Jane Addams, known prominently for her work as a social reformer, pacifist and feminist during the late 19th and early 20th centuries, was born with the name Laura Jane Addams. She was the eighth of nine children born to an affluent state senator and businessman, she and her family lived a life of privilege. As an addition to her already wonderful life, her father had many important friends, including President Abraham Lincoln.
In the 1880's, Addams struggled to find her place in the world. Battling with health problems at an early age, she graduated from the Rockford Female Seminary in Illinois in 1881. She later traveled and briefly attended medical school. On one trip with friend Ellen Gates Starr, Laura visited the famed Toynbee Hall in London, England, a special facility established to help the poor. She and Ellen were so impressed by the settlement house that they sought to create one in Chicago. It wouldn't be long before their dream became reality.

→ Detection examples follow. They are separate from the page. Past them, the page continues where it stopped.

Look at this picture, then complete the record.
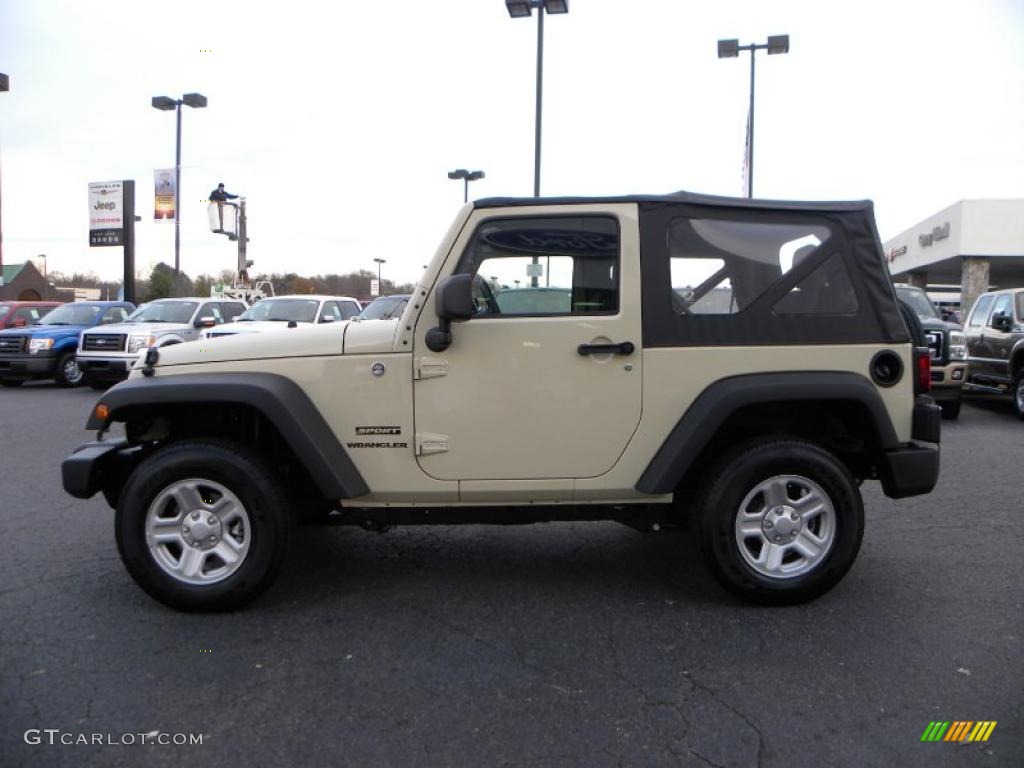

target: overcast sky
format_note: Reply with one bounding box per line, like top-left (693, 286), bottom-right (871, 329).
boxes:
top-left (0, 0), bottom-right (1024, 282)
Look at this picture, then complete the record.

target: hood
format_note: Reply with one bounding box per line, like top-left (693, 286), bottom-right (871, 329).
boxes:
top-left (88, 323), bottom-right (193, 336)
top-left (143, 322), bottom-right (348, 368)
top-left (918, 315), bottom-right (964, 331)
top-left (0, 324), bottom-right (91, 339)
top-left (209, 321), bottom-right (311, 336)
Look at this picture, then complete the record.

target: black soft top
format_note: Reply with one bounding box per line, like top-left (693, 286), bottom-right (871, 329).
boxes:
top-left (473, 190), bottom-right (874, 213)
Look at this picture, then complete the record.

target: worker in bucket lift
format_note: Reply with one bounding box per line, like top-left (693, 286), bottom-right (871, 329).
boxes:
top-left (210, 181), bottom-right (239, 231)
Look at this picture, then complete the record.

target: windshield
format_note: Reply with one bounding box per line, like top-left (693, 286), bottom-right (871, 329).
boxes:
top-left (359, 296), bottom-right (409, 319)
top-left (238, 299), bottom-right (319, 323)
top-left (42, 304), bottom-right (103, 326)
top-left (127, 301), bottom-right (197, 323)
top-left (896, 286), bottom-right (939, 319)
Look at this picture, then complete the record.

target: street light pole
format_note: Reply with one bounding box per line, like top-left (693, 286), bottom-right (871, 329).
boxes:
top-left (374, 259), bottom-right (387, 296)
top-left (505, 0), bottom-right (569, 198)
top-left (718, 35), bottom-right (790, 198)
top-left (174, 99), bottom-right (181, 280)
top-left (534, 3), bottom-right (544, 198)
top-left (449, 168), bottom-right (485, 203)
top-left (0, 72), bottom-right (10, 288)
top-left (152, 93), bottom-right (207, 288)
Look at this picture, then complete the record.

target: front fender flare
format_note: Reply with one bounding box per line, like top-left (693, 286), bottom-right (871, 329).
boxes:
top-left (86, 372), bottom-right (370, 499)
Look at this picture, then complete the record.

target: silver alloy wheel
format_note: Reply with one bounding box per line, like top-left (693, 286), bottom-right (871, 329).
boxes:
top-left (61, 355), bottom-right (82, 384)
top-left (145, 477), bottom-right (252, 585)
top-left (735, 475), bottom-right (836, 579)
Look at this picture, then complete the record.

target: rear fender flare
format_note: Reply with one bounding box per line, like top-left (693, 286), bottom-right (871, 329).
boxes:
top-left (636, 371), bottom-right (899, 494)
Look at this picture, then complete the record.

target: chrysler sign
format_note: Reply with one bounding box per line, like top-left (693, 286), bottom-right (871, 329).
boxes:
top-left (89, 181), bottom-right (125, 246)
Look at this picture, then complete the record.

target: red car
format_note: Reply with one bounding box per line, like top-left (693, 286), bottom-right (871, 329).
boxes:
top-left (0, 301), bottom-right (60, 330)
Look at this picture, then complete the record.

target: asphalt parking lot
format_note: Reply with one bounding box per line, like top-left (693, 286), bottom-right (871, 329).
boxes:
top-left (0, 384), bottom-right (1024, 767)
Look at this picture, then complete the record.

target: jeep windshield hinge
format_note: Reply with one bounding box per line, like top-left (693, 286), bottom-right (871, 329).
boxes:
top-left (413, 357), bottom-right (447, 381)
top-left (416, 432), bottom-right (447, 456)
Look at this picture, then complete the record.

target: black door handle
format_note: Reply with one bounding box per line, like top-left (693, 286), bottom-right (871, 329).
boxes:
top-left (577, 341), bottom-right (636, 354)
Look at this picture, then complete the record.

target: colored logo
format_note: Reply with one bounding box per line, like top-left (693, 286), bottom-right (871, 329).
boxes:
top-left (921, 720), bottom-right (996, 741)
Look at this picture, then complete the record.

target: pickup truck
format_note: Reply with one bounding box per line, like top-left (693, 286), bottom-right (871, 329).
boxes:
top-left (62, 193), bottom-right (941, 610)
top-left (967, 288), bottom-right (1024, 419)
top-left (75, 298), bottom-right (246, 389)
top-left (0, 301), bottom-right (135, 387)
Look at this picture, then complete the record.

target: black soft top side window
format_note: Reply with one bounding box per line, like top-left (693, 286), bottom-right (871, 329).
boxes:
top-left (640, 203), bottom-right (909, 347)
top-left (456, 214), bottom-right (620, 317)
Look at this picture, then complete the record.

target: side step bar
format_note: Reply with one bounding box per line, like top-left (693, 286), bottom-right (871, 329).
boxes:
top-left (964, 383), bottom-right (1010, 394)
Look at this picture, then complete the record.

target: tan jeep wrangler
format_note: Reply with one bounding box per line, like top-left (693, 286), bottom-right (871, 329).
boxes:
top-left (62, 193), bottom-right (940, 610)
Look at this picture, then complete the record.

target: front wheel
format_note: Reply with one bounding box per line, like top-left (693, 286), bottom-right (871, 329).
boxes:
top-left (115, 440), bottom-right (291, 611)
top-left (53, 352), bottom-right (85, 387)
top-left (698, 440), bottom-right (864, 605)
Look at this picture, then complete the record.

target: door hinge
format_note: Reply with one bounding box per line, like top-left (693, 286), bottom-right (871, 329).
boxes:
top-left (413, 357), bottom-right (447, 380)
top-left (416, 432), bottom-right (447, 456)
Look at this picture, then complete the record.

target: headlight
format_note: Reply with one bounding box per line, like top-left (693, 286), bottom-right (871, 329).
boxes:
top-left (949, 331), bottom-right (967, 360)
top-left (128, 336), bottom-right (157, 352)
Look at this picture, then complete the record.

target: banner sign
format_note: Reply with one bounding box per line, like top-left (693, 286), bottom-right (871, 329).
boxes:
top-left (153, 168), bottom-right (175, 219)
top-left (89, 181), bottom-right (125, 246)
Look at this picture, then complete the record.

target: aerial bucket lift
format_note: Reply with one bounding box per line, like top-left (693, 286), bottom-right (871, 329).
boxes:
top-left (206, 198), bottom-right (273, 304)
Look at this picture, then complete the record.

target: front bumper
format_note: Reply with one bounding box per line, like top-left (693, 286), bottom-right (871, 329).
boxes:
top-left (879, 395), bottom-right (942, 499)
top-left (0, 352), bottom-right (56, 381)
top-left (76, 354), bottom-right (135, 381)
top-left (60, 439), bottom-right (141, 501)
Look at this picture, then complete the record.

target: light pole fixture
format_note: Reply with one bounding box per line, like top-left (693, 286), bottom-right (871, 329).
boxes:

In 1889, Laura and Ellen opened one of the first settlements in both the United States and North America, and the first in the city of Chicago: Hull House, which was named after the building's original owner. The house provided services for the immigrant and poor population living in the Chicago area. Not long after, the organization grew to include more than 10 buildings and extended its services to include child care, educational courses, an art gallery, a public kitchen and several other social programs.
In 1963, the construction of the University of Illinois' Chicago campus forced Hull House to move its headquarters, and, unfortunately, most of the organization's original buildings were demolished as a result. However, the Hull residence was transformed into a monument honoring Laura that remains standing today.